If same-sex “married” couples claimed they were happier than “other” married couples, the news would have been shouted in the pages of Mother Jones as the assured results of objective science. (By any scientific analysis, same-sex marriages are not marriages at all but couples in relationships who may adopt children or have children outside the relationship and then adopt them. They are parasitic on real families to some degree—or completely dependent on heterosexual intercourse for children).
But now that a study has shown Republicans are more likely to be happy in marriage than Democrats, all sorts of skepticism comes out. Mother Jones political blogger Kevin Drum magnanimously offers, “I’m willing to just call this a tie and move on.”
It is true that the difference goes down to three percent if you control for religion. As far as I can tell this means committed Christians who attempt to remain voting Democrats are not as likely to be less happy in their marriages as committed Christians who vote Republican. But why should there be any difference at all?
Also, of course, people who report they are happy in their marriages are not necessarily being honest about the challenges their marriages face. But usually (not always) having an optimistic outlook on one’s marriage is a help rather than a hindrance.

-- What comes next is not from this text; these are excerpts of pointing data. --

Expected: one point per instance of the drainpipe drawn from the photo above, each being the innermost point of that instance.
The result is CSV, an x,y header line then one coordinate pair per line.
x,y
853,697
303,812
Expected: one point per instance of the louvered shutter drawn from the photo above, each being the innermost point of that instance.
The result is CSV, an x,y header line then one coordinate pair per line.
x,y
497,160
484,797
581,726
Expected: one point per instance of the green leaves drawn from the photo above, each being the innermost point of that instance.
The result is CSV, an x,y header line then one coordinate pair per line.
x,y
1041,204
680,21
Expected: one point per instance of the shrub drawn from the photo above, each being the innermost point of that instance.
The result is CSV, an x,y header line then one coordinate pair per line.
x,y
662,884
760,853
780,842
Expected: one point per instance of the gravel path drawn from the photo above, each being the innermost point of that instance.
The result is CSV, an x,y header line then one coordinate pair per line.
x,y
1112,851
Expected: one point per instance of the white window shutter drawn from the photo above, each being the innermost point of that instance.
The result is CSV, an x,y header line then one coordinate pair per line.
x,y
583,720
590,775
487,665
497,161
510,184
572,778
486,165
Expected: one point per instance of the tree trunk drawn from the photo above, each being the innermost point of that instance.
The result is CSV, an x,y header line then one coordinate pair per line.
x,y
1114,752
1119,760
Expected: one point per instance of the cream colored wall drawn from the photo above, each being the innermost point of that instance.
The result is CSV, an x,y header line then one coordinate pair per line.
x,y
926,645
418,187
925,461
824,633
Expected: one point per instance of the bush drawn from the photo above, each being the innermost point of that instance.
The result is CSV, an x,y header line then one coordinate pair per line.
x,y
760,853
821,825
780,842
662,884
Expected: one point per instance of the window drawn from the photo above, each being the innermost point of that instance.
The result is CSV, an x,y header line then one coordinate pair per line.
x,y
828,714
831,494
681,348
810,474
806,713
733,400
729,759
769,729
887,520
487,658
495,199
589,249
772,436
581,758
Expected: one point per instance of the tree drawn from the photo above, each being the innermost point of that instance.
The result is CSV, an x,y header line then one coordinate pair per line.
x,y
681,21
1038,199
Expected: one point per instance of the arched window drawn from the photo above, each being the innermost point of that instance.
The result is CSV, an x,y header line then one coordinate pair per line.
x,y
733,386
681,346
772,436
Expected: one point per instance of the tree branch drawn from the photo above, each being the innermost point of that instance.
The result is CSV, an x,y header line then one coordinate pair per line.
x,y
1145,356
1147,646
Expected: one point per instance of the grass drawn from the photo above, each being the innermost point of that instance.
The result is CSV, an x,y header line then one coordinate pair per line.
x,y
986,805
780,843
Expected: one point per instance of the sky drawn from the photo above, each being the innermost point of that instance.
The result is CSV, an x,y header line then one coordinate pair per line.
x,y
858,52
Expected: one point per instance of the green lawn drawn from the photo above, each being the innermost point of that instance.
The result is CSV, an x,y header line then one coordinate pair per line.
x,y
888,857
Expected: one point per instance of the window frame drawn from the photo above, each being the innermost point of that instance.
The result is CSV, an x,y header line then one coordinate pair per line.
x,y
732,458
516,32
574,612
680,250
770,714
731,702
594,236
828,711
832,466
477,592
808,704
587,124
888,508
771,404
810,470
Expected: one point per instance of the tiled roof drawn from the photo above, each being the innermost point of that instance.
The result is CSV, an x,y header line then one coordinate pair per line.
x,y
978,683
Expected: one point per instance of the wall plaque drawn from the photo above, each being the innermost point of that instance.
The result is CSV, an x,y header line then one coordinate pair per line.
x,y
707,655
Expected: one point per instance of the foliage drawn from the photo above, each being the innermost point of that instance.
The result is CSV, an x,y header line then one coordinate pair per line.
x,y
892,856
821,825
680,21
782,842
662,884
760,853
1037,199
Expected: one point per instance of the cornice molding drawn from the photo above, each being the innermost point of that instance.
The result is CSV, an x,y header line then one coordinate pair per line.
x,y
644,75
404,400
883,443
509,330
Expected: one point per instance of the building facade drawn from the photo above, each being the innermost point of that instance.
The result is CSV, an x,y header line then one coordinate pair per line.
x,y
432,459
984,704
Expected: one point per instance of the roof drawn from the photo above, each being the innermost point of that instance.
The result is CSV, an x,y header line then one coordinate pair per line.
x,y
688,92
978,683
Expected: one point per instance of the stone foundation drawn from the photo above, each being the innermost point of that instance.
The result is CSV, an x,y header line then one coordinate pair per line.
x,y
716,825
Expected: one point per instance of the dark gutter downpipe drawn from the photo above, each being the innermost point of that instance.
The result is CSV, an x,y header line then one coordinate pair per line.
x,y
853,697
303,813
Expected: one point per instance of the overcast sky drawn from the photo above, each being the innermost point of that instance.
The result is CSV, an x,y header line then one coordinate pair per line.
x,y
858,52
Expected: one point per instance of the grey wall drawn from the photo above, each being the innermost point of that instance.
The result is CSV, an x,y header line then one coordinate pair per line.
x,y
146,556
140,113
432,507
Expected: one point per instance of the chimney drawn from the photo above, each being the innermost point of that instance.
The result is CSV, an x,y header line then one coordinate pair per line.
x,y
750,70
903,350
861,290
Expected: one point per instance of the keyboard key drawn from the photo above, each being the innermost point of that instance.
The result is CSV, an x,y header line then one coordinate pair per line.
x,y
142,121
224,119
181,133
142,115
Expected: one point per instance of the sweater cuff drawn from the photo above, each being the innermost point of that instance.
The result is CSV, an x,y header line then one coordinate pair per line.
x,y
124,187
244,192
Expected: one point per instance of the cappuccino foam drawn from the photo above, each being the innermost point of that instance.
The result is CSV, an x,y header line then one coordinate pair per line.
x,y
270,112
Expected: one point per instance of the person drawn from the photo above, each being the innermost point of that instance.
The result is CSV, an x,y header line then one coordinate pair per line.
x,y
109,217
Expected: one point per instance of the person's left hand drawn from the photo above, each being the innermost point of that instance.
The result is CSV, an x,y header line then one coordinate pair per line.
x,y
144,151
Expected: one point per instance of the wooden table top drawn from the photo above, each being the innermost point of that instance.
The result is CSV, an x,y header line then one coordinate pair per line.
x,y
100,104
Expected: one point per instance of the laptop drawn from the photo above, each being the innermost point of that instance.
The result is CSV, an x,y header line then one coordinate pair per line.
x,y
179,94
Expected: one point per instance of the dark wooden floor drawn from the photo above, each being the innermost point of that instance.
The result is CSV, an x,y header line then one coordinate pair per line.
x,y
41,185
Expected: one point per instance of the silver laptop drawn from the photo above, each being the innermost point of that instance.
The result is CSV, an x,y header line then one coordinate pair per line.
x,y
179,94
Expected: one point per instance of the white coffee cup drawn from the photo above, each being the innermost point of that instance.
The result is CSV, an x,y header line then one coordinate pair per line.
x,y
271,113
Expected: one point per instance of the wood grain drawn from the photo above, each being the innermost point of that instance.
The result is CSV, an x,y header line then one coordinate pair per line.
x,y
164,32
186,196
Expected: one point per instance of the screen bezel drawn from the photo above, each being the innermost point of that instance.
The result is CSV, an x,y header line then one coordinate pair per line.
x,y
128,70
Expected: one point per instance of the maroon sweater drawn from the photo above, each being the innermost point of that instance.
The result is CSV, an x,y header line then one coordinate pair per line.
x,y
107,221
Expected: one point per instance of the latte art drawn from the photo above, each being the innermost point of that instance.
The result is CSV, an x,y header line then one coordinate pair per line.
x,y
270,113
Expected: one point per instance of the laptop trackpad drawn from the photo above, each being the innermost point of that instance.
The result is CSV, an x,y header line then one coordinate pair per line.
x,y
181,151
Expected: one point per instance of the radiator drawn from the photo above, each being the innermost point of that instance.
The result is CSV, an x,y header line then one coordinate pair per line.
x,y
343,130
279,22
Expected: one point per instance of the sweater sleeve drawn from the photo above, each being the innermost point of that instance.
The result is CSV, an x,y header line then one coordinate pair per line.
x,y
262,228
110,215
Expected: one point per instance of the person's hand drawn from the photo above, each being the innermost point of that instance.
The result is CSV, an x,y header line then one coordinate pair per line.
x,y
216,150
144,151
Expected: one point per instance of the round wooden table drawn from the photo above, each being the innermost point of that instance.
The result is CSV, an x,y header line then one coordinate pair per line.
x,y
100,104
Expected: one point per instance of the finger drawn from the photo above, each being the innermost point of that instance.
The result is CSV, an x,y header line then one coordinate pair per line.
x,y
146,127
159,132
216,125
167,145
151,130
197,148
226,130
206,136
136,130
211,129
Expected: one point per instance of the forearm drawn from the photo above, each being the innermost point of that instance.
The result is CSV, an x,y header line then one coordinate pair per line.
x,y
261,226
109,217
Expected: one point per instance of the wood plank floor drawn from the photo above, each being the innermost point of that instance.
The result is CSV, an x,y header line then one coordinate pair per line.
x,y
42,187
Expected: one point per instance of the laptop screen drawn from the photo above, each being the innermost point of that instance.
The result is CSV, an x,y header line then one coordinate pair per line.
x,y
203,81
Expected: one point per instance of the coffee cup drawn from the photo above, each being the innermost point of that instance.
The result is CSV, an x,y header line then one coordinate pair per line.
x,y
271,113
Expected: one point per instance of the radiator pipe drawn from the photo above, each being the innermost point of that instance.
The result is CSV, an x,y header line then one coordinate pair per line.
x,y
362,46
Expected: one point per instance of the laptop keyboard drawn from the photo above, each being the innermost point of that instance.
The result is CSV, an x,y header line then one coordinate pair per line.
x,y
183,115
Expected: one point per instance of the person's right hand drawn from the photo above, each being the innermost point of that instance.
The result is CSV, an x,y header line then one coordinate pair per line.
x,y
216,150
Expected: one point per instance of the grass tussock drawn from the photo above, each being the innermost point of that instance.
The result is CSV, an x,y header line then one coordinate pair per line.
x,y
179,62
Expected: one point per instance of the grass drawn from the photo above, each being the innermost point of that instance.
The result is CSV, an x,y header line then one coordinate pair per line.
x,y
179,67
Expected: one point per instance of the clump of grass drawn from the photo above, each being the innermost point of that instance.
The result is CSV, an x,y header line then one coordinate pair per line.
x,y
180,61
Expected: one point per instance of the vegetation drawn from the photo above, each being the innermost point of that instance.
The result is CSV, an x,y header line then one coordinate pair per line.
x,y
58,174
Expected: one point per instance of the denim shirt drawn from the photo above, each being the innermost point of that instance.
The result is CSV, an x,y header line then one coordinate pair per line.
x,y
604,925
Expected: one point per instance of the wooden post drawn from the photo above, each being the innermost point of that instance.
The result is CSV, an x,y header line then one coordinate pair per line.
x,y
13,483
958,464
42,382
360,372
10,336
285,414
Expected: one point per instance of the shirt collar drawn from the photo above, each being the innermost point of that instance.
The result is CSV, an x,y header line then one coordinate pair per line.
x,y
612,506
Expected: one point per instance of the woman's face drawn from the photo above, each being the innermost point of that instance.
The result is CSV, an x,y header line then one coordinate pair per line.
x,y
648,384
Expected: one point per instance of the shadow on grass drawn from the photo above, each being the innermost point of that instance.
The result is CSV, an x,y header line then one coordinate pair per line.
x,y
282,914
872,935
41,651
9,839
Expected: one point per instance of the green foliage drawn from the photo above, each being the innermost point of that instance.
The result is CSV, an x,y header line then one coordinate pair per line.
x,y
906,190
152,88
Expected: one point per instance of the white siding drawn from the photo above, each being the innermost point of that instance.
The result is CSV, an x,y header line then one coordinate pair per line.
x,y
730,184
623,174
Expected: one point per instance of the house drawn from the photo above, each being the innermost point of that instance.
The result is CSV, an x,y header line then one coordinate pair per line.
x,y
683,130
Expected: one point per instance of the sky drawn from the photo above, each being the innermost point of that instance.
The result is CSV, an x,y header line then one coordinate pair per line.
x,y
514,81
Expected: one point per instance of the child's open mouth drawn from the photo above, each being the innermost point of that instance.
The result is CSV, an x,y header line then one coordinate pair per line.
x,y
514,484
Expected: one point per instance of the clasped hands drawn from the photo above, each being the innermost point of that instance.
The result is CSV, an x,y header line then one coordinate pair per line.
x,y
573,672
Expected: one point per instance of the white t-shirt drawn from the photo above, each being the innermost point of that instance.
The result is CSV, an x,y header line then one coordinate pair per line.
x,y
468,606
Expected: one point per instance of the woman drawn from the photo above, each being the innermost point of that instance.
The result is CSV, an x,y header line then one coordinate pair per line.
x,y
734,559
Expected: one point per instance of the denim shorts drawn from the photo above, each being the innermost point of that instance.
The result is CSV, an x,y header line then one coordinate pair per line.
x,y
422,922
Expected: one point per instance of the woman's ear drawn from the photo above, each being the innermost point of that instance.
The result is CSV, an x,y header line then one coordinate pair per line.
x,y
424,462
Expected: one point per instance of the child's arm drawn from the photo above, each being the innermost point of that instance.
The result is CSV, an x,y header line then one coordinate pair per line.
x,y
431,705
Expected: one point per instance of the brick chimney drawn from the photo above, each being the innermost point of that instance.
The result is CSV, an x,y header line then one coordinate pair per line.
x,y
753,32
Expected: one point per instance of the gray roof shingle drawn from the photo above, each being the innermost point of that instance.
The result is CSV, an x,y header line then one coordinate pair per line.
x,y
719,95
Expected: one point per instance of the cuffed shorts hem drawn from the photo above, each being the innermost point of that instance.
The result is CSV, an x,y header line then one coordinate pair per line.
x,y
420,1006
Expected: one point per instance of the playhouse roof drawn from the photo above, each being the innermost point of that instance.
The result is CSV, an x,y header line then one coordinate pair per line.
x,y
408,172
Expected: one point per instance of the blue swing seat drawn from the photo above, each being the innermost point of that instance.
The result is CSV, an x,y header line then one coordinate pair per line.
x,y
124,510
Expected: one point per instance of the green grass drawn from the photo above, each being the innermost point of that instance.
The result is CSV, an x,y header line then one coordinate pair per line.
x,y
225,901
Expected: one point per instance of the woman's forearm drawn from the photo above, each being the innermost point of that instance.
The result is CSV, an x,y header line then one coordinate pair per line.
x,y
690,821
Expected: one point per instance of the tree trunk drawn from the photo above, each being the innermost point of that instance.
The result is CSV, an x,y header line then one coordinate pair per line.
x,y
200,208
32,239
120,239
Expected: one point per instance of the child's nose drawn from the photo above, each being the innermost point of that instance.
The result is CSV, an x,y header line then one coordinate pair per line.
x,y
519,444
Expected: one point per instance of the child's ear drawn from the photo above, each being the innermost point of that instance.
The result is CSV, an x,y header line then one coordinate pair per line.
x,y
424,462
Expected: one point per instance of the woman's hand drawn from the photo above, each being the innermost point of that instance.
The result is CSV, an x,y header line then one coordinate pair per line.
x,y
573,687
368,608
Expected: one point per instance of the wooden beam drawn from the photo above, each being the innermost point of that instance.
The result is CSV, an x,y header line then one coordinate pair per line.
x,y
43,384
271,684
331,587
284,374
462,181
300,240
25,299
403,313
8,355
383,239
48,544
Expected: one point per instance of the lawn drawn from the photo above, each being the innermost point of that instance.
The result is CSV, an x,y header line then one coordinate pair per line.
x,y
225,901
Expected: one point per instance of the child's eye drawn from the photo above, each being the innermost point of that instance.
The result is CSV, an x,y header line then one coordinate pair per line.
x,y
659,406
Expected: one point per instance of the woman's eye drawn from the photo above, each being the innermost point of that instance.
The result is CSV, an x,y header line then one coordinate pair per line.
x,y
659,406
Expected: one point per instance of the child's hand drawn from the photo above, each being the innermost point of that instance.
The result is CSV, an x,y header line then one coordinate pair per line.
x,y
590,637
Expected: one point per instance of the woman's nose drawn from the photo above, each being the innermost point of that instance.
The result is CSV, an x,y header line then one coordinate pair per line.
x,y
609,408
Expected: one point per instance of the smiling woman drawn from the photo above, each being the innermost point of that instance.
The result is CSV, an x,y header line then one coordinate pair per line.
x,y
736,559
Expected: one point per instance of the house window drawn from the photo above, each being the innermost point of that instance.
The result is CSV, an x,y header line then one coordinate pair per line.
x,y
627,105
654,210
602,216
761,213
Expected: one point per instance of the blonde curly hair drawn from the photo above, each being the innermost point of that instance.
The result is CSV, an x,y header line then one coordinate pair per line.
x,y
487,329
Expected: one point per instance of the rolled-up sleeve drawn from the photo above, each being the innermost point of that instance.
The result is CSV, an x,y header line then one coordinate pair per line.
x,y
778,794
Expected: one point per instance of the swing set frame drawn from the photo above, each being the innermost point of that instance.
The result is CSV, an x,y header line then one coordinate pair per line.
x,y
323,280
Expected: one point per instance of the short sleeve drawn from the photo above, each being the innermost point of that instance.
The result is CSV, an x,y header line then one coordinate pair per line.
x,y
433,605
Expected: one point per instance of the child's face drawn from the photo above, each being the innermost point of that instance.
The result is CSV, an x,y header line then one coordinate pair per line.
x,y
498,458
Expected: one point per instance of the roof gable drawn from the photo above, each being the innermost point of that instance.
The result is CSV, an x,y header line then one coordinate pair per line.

David Leonhardt summarizes the background of the study and the study itself at the New York Times website:
Bradford Wilcox, a sociologist, has written two recent papers noting that children in conservative parts of the country are more likely to grow up with both parents than in liberal ones. In both articles, he challenged the view that blue states are more conducive to stable family life than red states.
Now Mr. Wilcox, a professor at the University of Virginia, has published an analysis of data about individual families rather than geographical areas. And he argues this data continues to support his case that the so-called blue-state family model is overrated.
Self-identified Republicans are more likely to be married and less likely to be divorced than self-identified Democrats, write he and Nicholas H. Wolfinger, based on an analysis of the General Social Survey, an oft-studied national poll. Republicans also report being more satisfied with their marriages on average than Democrats.
Among married people between the ages of 20 and 60, 67 percent of Republicans report being “very happy” with their marriages. Among Democrats, the share was 60, as it is among independents, write Mr. Wilcox and Mr. Wolfinger, a professor at the University of Utah.
That gap shrank when the researchers factored in demographic differences between parties. Whites and the religiously observant are both more likely to be Republicans and more likely to report having happy marriages.
But the gap did not disappear. Even among people with the same demographic profile, Republicans are slightly more likely than Democrats to say they are happily married.
Note that there would be far fewer of such Democrats than their Republican counterparts.
Leonhardt also pointed out that the results were consistent with other studies. He also ended on a rather open-minded note:
Mr. Wilcox’s recent writings strike me as significant because they’re a reminder that conservatism also has values and cultural attitudes — about the importance of marriage and family life — that seem to improve the environment in which children grow up.
Given the widespread anxiety right now about upward mobility in the United States — about how today’s children can grow up to live more prosperous lives than their parents — it’s worth looking for potential lessons from any political ideology.
It seems to me that there will be no way to beat back the Left in the culture war if we don’t capitalize on our strengths. Instead of uber-families that get reality shows we need to each, as we get married and have children, realize we are creating a model of reality that we want others to recognize as good and desirable, even if they are in the grip of ideological and sexual delusions that prevent them from admitting it.